“Exílio” de Minas

No início do século XX, a Serra dos Alves abrigava portadores de hanseníase (lepra), doença estigmatizada na história da humanidade como um castigo de Deus. Acreditava-se que a lepra era uma punição divina a algum mal-feito que a pessoa tivesse cometido. O isolamento era decretado para os leprosos, que eram sumariamente alijados da sociedade. O indivíduo doente, junto com a família, tinha que partir e buscar as desabitadas regiões montanhosas para viver. A Serra dos Alves, por ser um povoado de difícil acesso, foi um desses “exílios” de Minas Gerais. Mesmo quando, tempos depois, descobriram que a doença era pouco contagiosa e curável, o preconceito ainda persistiu por várias décadas.

Hoje, a grandiosidade da beleza natural da Serra dos Alves, impele o visitante ao lazer contemplativo, e ao turismo de travessias por seus grandes campos rupestres, cachoeiras, trilhas e cânions.

Anúncio de João Alves

No dia 19 de novembro de 1889, João Alves Júnior, descendente “dos Alves”, publicou no Jornal Correio de Itabira um anúncio que, posteriormente, encantou até Carlos Drummond de Andrade.

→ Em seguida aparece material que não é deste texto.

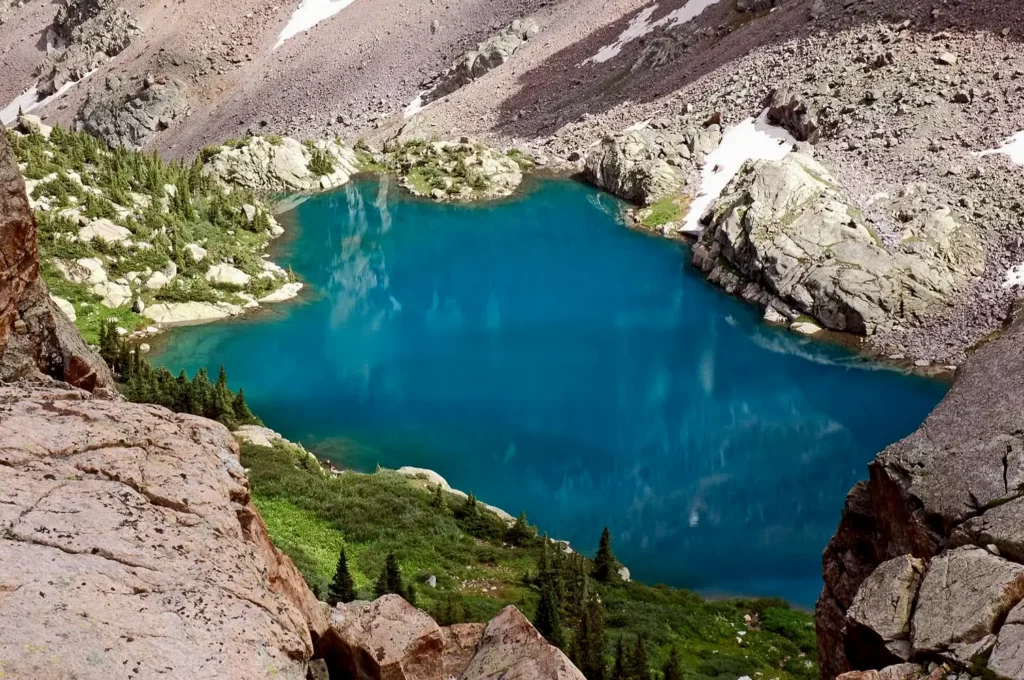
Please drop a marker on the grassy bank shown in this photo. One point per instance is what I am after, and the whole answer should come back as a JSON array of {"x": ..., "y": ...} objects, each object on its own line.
[{"x": 311, "y": 514}]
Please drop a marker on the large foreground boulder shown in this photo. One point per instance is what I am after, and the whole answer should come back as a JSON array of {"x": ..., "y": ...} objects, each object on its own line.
[
  {"x": 946, "y": 497},
  {"x": 36, "y": 338},
  {"x": 129, "y": 548},
  {"x": 783, "y": 236},
  {"x": 389, "y": 639}
]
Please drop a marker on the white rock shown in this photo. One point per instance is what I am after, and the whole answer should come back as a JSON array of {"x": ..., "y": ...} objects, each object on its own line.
[
  {"x": 225, "y": 273},
  {"x": 805, "y": 328},
  {"x": 103, "y": 229},
  {"x": 94, "y": 271},
  {"x": 773, "y": 315},
  {"x": 114, "y": 294},
  {"x": 286, "y": 292},
  {"x": 189, "y": 312},
  {"x": 197, "y": 252},
  {"x": 157, "y": 281},
  {"x": 67, "y": 307}
]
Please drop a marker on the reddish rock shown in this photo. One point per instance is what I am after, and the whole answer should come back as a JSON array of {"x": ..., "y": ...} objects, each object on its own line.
[
  {"x": 461, "y": 642},
  {"x": 130, "y": 549},
  {"x": 386, "y": 639},
  {"x": 35, "y": 337},
  {"x": 512, "y": 649}
]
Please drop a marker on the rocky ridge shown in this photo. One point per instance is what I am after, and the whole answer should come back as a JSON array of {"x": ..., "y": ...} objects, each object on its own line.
[{"x": 927, "y": 564}]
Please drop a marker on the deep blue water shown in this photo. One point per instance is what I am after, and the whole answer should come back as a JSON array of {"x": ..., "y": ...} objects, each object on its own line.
[{"x": 540, "y": 354}]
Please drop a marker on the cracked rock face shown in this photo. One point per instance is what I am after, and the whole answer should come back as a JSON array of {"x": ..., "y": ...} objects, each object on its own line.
[
  {"x": 127, "y": 541},
  {"x": 129, "y": 116},
  {"x": 36, "y": 338},
  {"x": 782, "y": 235},
  {"x": 947, "y": 497}
]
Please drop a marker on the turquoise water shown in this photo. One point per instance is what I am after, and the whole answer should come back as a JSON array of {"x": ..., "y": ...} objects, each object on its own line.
[{"x": 540, "y": 354}]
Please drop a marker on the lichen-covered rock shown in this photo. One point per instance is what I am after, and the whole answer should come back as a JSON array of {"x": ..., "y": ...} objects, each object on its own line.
[
  {"x": 947, "y": 495},
  {"x": 85, "y": 35},
  {"x": 781, "y": 234},
  {"x": 280, "y": 164},
  {"x": 128, "y": 544},
  {"x": 462, "y": 171},
  {"x": 879, "y": 620},
  {"x": 512, "y": 649},
  {"x": 636, "y": 167},
  {"x": 35, "y": 338},
  {"x": 489, "y": 54},
  {"x": 130, "y": 115}
]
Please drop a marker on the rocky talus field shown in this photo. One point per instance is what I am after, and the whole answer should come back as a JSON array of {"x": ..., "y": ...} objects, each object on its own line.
[{"x": 849, "y": 167}]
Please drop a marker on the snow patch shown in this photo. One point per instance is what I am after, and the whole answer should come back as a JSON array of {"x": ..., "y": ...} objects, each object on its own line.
[
  {"x": 1015, "y": 277},
  {"x": 1014, "y": 147},
  {"x": 308, "y": 14},
  {"x": 641, "y": 26},
  {"x": 29, "y": 100},
  {"x": 415, "y": 107},
  {"x": 750, "y": 140}
]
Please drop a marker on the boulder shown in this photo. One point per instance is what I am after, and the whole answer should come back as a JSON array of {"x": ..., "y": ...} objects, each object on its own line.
[
  {"x": 630, "y": 165},
  {"x": 49, "y": 344},
  {"x": 67, "y": 307},
  {"x": 130, "y": 116},
  {"x": 103, "y": 229},
  {"x": 176, "y": 313},
  {"x": 271, "y": 167},
  {"x": 879, "y": 620},
  {"x": 130, "y": 543},
  {"x": 488, "y": 54},
  {"x": 782, "y": 235},
  {"x": 114, "y": 295},
  {"x": 461, "y": 642},
  {"x": 947, "y": 495},
  {"x": 227, "y": 275},
  {"x": 386, "y": 639},
  {"x": 196, "y": 252},
  {"x": 512, "y": 649},
  {"x": 966, "y": 594}
]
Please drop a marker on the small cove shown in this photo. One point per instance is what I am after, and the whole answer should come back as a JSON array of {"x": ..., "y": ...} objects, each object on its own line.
[{"x": 536, "y": 352}]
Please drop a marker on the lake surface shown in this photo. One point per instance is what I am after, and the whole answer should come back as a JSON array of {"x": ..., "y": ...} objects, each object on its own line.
[{"x": 541, "y": 355}]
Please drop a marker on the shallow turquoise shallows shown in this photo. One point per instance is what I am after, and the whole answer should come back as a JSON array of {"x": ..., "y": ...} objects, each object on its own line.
[{"x": 541, "y": 355}]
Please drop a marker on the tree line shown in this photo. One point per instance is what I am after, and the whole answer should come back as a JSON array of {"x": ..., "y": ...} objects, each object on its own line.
[{"x": 138, "y": 381}]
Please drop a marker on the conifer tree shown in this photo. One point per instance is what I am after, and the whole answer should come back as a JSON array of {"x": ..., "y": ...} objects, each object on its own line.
[
  {"x": 592, "y": 664},
  {"x": 242, "y": 413},
  {"x": 520, "y": 533},
  {"x": 342, "y": 587},
  {"x": 637, "y": 666},
  {"x": 438, "y": 500},
  {"x": 619, "y": 670},
  {"x": 548, "y": 620},
  {"x": 604, "y": 561},
  {"x": 390, "y": 578},
  {"x": 673, "y": 669}
]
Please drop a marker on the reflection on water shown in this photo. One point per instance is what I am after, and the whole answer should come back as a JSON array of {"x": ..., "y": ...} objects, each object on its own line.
[{"x": 544, "y": 357}]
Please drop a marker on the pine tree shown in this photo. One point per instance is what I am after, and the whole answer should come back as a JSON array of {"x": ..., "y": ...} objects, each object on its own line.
[
  {"x": 520, "y": 533},
  {"x": 604, "y": 561},
  {"x": 637, "y": 667},
  {"x": 243, "y": 415},
  {"x": 438, "y": 500},
  {"x": 619, "y": 670},
  {"x": 673, "y": 669},
  {"x": 342, "y": 588},
  {"x": 390, "y": 578},
  {"x": 548, "y": 620},
  {"x": 220, "y": 408},
  {"x": 592, "y": 665}
]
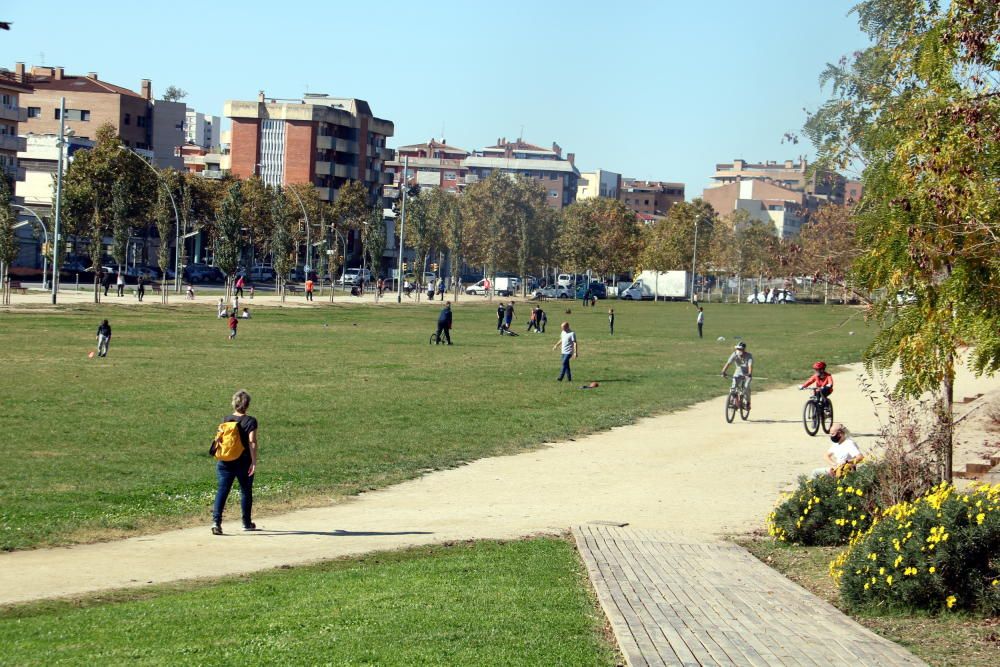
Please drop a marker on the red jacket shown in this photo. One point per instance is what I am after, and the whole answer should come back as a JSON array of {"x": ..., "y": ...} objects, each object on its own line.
[{"x": 820, "y": 382}]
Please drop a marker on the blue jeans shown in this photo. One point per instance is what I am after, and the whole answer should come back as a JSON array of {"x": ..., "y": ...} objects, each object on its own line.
[
  {"x": 565, "y": 369},
  {"x": 228, "y": 472}
]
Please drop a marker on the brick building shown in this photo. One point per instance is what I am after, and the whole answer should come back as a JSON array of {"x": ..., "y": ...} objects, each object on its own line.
[
  {"x": 318, "y": 139},
  {"x": 652, "y": 198},
  {"x": 12, "y": 117},
  {"x": 140, "y": 121}
]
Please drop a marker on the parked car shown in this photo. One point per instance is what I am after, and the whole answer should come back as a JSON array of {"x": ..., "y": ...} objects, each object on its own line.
[
  {"x": 352, "y": 275},
  {"x": 554, "y": 292},
  {"x": 203, "y": 273},
  {"x": 597, "y": 289}
]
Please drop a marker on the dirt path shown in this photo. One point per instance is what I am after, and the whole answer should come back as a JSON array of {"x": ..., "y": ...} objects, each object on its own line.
[{"x": 688, "y": 472}]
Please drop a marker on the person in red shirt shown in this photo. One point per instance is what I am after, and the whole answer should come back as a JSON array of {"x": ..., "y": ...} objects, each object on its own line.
[{"x": 821, "y": 381}]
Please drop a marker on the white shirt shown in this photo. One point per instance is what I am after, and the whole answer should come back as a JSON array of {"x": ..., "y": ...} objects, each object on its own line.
[
  {"x": 568, "y": 339},
  {"x": 844, "y": 451}
]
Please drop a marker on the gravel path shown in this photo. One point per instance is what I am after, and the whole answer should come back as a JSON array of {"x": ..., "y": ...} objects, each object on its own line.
[{"x": 687, "y": 472}]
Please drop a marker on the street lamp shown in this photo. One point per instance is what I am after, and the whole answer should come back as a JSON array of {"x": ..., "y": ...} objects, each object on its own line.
[{"x": 177, "y": 217}]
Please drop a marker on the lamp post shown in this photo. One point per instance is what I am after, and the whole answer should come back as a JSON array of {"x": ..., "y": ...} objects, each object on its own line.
[
  {"x": 45, "y": 236},
  {"x": 177, "y": 218},
  {"x": 402, "y": 229},
  {"x": 55, "y": 236}
]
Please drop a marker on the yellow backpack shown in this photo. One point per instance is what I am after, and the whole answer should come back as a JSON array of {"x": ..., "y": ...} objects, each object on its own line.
[{"x": 227, "y": 445}]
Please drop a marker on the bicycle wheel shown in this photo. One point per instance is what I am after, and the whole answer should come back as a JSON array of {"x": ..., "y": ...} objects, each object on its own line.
[
  {"x": 810, "y": 417},
  {"x": 731, "y": 403},
  {"x": 827, "y": 416}
]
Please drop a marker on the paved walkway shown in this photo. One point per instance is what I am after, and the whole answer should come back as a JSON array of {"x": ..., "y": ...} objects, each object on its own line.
[{"x": 676, "y": 601}]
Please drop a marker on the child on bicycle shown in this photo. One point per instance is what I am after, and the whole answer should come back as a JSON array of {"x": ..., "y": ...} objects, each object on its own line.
[{"x": 821, "y": 381}]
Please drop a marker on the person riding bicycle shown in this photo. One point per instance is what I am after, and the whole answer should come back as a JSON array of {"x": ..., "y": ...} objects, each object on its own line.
[
  {"x": 743, "y": 365},
  {"x": 820, "y": 380}
]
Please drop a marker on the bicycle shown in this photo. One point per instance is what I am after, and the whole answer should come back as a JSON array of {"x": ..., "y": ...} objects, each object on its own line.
[
  {"x": 737, "y": 400},
  {"x": 817, "y": 412}
]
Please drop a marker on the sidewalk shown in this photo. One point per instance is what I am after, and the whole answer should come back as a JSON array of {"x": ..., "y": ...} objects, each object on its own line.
[
  {"x": 687, "y": 472},
  {"x": 676, "y": 601}
]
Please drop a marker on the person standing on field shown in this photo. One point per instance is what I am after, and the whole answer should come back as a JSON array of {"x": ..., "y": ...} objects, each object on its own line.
[
  {"x": 241, "y": 470},
  {"x": 570, "y": 350},
  {"x": 444, "y": 324},
  {"x": 103, "y": 338}
]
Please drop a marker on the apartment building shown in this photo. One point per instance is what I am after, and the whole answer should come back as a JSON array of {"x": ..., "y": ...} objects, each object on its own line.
[
  {"x": 318, "y": 139},
  {"x": 12, "y": 118},
  {"x": 432, "y": 164},
  {"x": 202, "y": 129},
  {"x": 786, "y": 209},
  {"x": 557, "y": 175},
  {"x": 140, "y": 121},
  {"x": 598, "y": 183},
  {"x": 650, "y": 198},
  {"x": 823, "y": 185}
]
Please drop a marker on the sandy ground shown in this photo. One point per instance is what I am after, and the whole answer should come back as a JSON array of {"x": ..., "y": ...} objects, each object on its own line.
[{"x": 688, "y": 472}]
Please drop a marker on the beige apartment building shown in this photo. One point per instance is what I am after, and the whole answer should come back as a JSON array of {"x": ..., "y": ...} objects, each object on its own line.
[
  {"x": 140, "y": 121},
  {"x": 318, "y": 139},
  {"x": 12, "y": 117}
]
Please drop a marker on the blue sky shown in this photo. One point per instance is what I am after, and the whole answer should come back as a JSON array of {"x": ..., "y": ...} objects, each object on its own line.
[{"x": 655, "y": 90}]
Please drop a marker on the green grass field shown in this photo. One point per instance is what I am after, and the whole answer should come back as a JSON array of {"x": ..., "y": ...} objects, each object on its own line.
[
  {"x": 515, "y": 603},
  {"x": 349, "y": 398}
]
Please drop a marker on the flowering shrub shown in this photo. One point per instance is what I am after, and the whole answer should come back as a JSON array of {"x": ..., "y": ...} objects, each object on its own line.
[
  {"x": 826, "y": 510},
  {"x": 939, "y": 552}
]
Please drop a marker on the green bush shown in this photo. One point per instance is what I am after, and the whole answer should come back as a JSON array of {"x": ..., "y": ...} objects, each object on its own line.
[
  {"x": 939, "y": 552},
  {"x": 826, "y": 510}
]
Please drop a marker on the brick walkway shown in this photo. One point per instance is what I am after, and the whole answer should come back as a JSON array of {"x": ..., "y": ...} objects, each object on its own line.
[{"x": 674, "y": 601}]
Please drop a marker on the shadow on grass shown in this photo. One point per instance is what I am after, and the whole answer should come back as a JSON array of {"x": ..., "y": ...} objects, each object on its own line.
[{"x": 264, "y": 532}]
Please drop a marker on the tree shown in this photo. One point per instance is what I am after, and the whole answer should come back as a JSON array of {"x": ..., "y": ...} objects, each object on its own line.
[
  {"x": 229, "y": 234},
  {"x": 600, "y": 234},
  {"x": 919, "y": 111},
  {"x": 669, "y": 242},
  {"x": 174, "y": 94},
  {"x": 373, "y": 240},
  {"x": 8, "y": 241},
  {"x": 282, "y": 244}
]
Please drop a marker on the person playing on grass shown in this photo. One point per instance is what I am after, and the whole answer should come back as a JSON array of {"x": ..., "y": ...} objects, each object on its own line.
[
  {"x": 103, "y": 338},
  {"x": 743, "y": 362},
  {"x": 242, "y": 469},
  {"x": 843, "y": 451},
  {"x": 444, "y": 324},
  {"x": 570, "y": 350},
  {"x": 821, "y": 380}
]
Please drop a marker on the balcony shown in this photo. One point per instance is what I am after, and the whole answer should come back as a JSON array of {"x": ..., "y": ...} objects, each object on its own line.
[
  {"x": 345, "y": 171},
  {"x": 13, "y": 143},
  {"x": 16, "y": 114}
]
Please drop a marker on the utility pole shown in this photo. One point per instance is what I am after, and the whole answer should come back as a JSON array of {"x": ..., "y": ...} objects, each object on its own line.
[
  {"x": 55, "y": 236},
  {"x": 402, "y": 227}
]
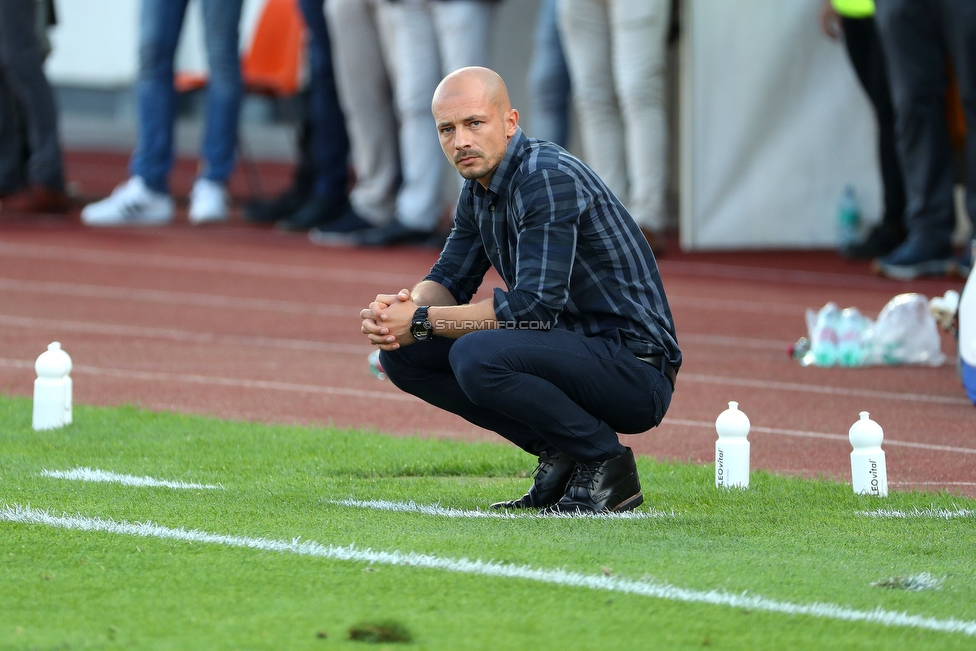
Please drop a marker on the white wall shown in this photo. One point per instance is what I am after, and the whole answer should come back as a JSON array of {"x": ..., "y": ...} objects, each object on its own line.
[
  {"x": 96, "y": 41},
  {"x": 774, "y": 125}
]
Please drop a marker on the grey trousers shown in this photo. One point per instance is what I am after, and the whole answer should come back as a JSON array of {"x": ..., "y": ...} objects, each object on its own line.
[
  {"x": 919, "y": 38},
  {"x": 28, "y": 115}
]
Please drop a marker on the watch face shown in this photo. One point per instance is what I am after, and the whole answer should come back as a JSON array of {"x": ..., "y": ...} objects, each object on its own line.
[
  {"x": 420, "y": 327},
  {"x": 421, "y": 330}
]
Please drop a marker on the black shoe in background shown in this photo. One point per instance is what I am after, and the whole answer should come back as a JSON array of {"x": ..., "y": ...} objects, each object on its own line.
[
  {"x": 268, "y": 211},
  {"x": 551, "y": 477},
  {"x": 882, "y": 240},
  {"x": 601, "y": 487},
  {"x": 393, "y": 234},
  {"x": 315, "y": 212},
  {"x": 340, "y": 231}
]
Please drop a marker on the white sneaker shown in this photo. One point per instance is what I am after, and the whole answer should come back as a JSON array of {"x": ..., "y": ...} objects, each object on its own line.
[
  {"x": 209, "y": 202},
  {"x": 131, "y": 204}
]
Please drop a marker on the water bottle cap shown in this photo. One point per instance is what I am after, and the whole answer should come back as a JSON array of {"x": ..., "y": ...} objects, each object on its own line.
[
  {"x": 865, "y": 433},
  {"x": 732, "y": 423},
  {"x": 54, "y": 363}
]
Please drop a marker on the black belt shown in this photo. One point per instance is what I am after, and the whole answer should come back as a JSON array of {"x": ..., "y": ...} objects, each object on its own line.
[{"x": 661, "y": 363}]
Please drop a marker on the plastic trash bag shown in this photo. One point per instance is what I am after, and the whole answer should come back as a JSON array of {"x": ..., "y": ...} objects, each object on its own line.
[{"x": 904, "y": 333}]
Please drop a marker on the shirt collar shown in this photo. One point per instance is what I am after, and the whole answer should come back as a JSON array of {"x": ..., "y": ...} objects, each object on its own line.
[{"x": 510, "y": 162}]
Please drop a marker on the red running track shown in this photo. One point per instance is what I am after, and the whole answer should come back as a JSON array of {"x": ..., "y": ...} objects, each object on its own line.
[{"x": 248, "y": 323}]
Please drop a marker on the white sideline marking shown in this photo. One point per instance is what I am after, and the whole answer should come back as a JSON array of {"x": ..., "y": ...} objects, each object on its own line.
[
  {"x": 835, "y": 437},
  {"x": 27, "y": 515},
  {"x": 96, "y": 475},
  {"x": 435, "y": 509},
  {"x": 180, "y": 335},
  {"x": 941, "y": 514}
]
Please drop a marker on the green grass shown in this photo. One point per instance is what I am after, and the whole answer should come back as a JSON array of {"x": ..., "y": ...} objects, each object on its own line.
[{"x": 784, "y": 539}]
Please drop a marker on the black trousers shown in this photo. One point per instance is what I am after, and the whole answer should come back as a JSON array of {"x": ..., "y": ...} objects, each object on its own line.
[
  {"x": 867, "y": 58},
  {"x": 918, "y": 36},
  {"x": 545, "y": 391}
]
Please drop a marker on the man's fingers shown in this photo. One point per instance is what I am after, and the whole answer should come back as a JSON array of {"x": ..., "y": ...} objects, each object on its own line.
[
  {"x": 381, "y": 341},
  {"x": 371, "y": 327}
]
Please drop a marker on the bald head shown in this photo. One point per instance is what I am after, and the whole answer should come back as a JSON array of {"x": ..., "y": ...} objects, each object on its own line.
[
  {"x": 470, "y": 83},
  {"x": 475, "y": 121}
]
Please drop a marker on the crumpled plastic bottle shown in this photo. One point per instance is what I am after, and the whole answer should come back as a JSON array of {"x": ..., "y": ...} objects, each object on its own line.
[
  {"x": 850, "y": 351},
  {"x": 824, "y": 338}
]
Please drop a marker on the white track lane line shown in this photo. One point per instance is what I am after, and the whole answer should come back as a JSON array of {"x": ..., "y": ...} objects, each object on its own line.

À procura de uma besta – A partir de 6 de outubro do ano cadente, sumiu-me uma besta vermelho-escura com os seguintes característicos: calçada e ferrada de todos os membros locomotores, um pequeno quisto na base da orelha direita e crina dividida em duas seções em consequência de um golpe, cuja extensão pode alcançar de 4 a 6 centímetros, produzido por jumento.
Essa besta, muito domiciliada nas cercanias deste comércio é muito mansa e boa de sela, e tudo me induz ao cálculo de que foi roubada, assim que hão sido falhas todas as indagações.
Quem, pois, apreendê-la em qualquer parte e fizer entregue aqui ou pelo menos notícia exata ministrar, será razoavelmente remunerado.

Artigo de Carlos Drummond de Andrade

Carlos Drummond de Andrade, que trabalhou no mesmo Jornal em 1944, se encantou com o estilo da escrita de João Alves e “respondeu”:

55 anos depois, prezado João Alves Júnior, tua besta vermelho-escura, mesmo que tenha aparecido, já é pó no pó. E tu mesmo, se não estou enganado, repousas suavemente no pequeno cemitério de Itambé. Mas teu anúncio continua um modelo no gênero, se não para ser imitado, ao menos como objeto de admiração literária.

Reparo antes de tudo na limpeza de tua linguagem. Não escreveste apressada e toscamente, como seria de esperar de tua condição rural. Pressa, não a tiveste, pois o animal desapareceu a 6 de outubro, e só a 19 de novembro acorreste à Cidade de Itabira. Antes, procedeste a indagações. Falharam. Formulaste depois um raciocínio: houve roubo. Só então pegaste da pena, e traçaste um belo e nítido retrato da besta.
Não disseste que todos os seus cascos estavam ferrados; preferiste dizê-lo “de todos os seus membros locomotores”. Nem esqueceste esse pequeno quisto na orelha e essa divisão da crina em duas seções, que teu zelo naturalista e histórico atribuiu com segurança a um jumento.
Por ser “muito domiciliada nas cercanias deste comércio”, isto é, do povoado e sua feirinha semanal, inferiste que não teria fugido, mas antes foi roubada. Contudo, não o afirmas em tom peremptório: “tudo me induz a esse cálculo”. Revelas aí a prudência mineira, que não avança (ou não avançava) aquilo que não seja a evidência mesma. É cálculo, raciocínio, operação mental e desapaixonada como qualquer outra, e não denúncia formal.

Finalmente – deixando de lado outras excelências de tua prosa útil – a declaração final: quem a apreender ou pelo menos “notícia exata ministrar” será “razoavelmente remunerado”. Não prometes recompensa tentadora; não fazes praça de generosidade ou largueza; acenas com o razoável, com a justa medida das coisas, que deve prevalecer mesmo no caso de bestas perdidas e entregues.

Já é muito tarde para sairmos à procura de tua besta, meu caro João Alves, entretanto essa criação volta a existir, porque soubeste descrevê-la com decoro e propriedade, num dia remoto, e o jornal a guardou e alguém hoje a descobre, e muitos outros são informados da ocorrência. Se lesses os anúncios de objetos e animais perdidos, na imprensa de hoje, ficarias triste. Já não há essa precisão de termos e essa graça no dizer, nem essa moderação nem essa atitude crítica. Não há, sobretudo, esse amor à tarefa bem feita, que se pode manifestar até mesmo num anúncio de besta sumida.